Hadis ini oleh Imam Hanafi difahami sebagai suatu perintah yang sangat kuat karena diikurti dengan suatu ancaman, sehingga lebih tepat untuk dikatakan wajib.
Dari dua pendapat tersebut, pendapat pertama lebih kuat, karena adanya dorongan yang kuat belum tentu bermakna sebagai kewajiban. Apalagi dengan adanya hadis Muslim dari Ummu Salamah yang menyebutkan bentuk pilihan, boleh memilih berkorban dan boleh tidak berkorban. Dengan demikian ibadah qurban disunnahkan kepada yang mampu. Ukuran kemampuan tidak berdasarkan kepada nisab, namun disesuaikan dengan kondisi masing-masing individu. Apabila seseorang setelah memenuhi kebutuhan sehari-harinya masih memiliki dana lebih dan mencukupi untuk membeli hewan qurban, khususnya di hari raya iedul adha dan tiga hari tasyriq maka berarti ia mampu.

KAPAN MENJADI WAJIB
Meskipun hukum asalnya sunnah mu’akkadah, namun qurban bisa menjadi wajib dalam keadaan dua hal;
1. Jika telah bernadzar untuk melakukan korban, sebagaimana hadis;
مَنْ نَذَرَ أَنْ يُطِيعَ اللَّهَ فَلْيُطِعْهُ وَمَنْ نَذَرَ أَنْ يَعْصِيَهُ فَلَا يَعْصِهِ
“Seseorang yang bernadzar untuk melakukan ketaatan kepada Allah, hendaklah ia melakukan ketaatan itu, dan jika ia bernadzar untuk bermaksiat maka janganlah melakukan maksiat” (HR al-Bukhari)

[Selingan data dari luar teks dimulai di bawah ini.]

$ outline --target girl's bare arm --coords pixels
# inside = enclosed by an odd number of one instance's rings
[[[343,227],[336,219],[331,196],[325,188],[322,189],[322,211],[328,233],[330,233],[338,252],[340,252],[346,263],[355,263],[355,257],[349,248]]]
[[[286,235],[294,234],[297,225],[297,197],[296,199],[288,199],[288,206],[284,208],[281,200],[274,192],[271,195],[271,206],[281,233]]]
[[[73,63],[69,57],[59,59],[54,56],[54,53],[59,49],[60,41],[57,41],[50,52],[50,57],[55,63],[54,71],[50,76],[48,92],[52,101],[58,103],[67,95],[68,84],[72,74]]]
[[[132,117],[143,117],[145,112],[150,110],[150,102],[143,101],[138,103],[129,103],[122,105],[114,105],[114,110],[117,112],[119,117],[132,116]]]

2. Jika telah berniat untuk melakukan korban. Menurut Imam Malik, seseorang yang membeli binatang dengan mengatakan, ini untuk korban maka ia berkewajiban untuk melaksanakan niatnya itu.



BINATANG QURBAN
Binatang yang dibolehkan untuk menjadi qurban adalah onta, sapi dan kambing atau domba. Tidak boleh berkorban dengan selain ketiga macam binatang tersebut
Adapun pelaksanaan korban, binatang tersebut ditentukan;
عَنْ جَابِرٍ قَالَ قَالَ رَسُولُ اللَّهِ صَلَّى اللَّهُ عَلَيْهِ وَسَلَّمَ لَا تَذْبَحُوا إِلَّا مُسِنَّةً إِلَّا أَنْ يَعْسُرَ عَلَيْكُمْ فَتَذْبَحُوا جَذَعَةً مِنْ الضَّأْنِ
“Dari Jabir, berkata: Rasulullah saw bersabda: Janganlah kalian menyembelih kecuali musinnah, akan tetapi jika kalian merasa berat hendaklah menyembelih kambing Al-Jadza’ah (HR. Muslim dan Abu Daud).

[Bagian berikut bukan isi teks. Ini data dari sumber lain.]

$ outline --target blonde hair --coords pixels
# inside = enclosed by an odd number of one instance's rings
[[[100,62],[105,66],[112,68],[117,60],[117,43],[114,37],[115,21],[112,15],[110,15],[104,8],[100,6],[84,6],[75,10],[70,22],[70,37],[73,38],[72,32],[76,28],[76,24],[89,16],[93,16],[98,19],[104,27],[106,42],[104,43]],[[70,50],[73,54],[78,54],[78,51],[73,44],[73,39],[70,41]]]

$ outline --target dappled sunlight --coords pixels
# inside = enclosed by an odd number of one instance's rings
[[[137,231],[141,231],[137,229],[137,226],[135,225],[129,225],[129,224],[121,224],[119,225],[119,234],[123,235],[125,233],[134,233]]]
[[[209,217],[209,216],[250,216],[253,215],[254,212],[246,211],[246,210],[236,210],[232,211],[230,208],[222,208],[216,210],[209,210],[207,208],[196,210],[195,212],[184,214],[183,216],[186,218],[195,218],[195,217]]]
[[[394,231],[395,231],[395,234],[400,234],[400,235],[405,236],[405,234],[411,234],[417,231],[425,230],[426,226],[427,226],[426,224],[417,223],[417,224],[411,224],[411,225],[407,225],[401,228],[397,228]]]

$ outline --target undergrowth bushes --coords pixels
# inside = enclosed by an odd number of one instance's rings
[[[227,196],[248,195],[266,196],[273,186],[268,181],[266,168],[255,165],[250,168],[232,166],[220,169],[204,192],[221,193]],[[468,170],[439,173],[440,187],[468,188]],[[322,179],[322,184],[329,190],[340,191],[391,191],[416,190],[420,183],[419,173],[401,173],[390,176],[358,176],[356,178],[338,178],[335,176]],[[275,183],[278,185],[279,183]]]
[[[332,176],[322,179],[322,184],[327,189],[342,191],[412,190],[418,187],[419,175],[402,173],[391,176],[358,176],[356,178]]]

Yang dimaksud dengan Musinnah yaitu jenis unta, sapi dan kambing atau domba. Umur kambing adalah ketika sudah sempurna usia setahun dan memasuki tahun kedua, untuk sapi telah sempurna usia dua tahun dan masuk tahun ketiga, sedangkan unta telah sempurna usia lima tahun dan telah menginjak tahun keenam. Menurut Ibnu at-Tin, yang dinamakan musinnah adalah ketika sudah berganti gigi. Sedangkan jadza’ah yaitu kambing atau domba yang berumur setahun pas menurut pendapat jumhur ulama. Tetapi ada yang berpendapat, domba usia 6 bulan sudah masuk jadza’ah.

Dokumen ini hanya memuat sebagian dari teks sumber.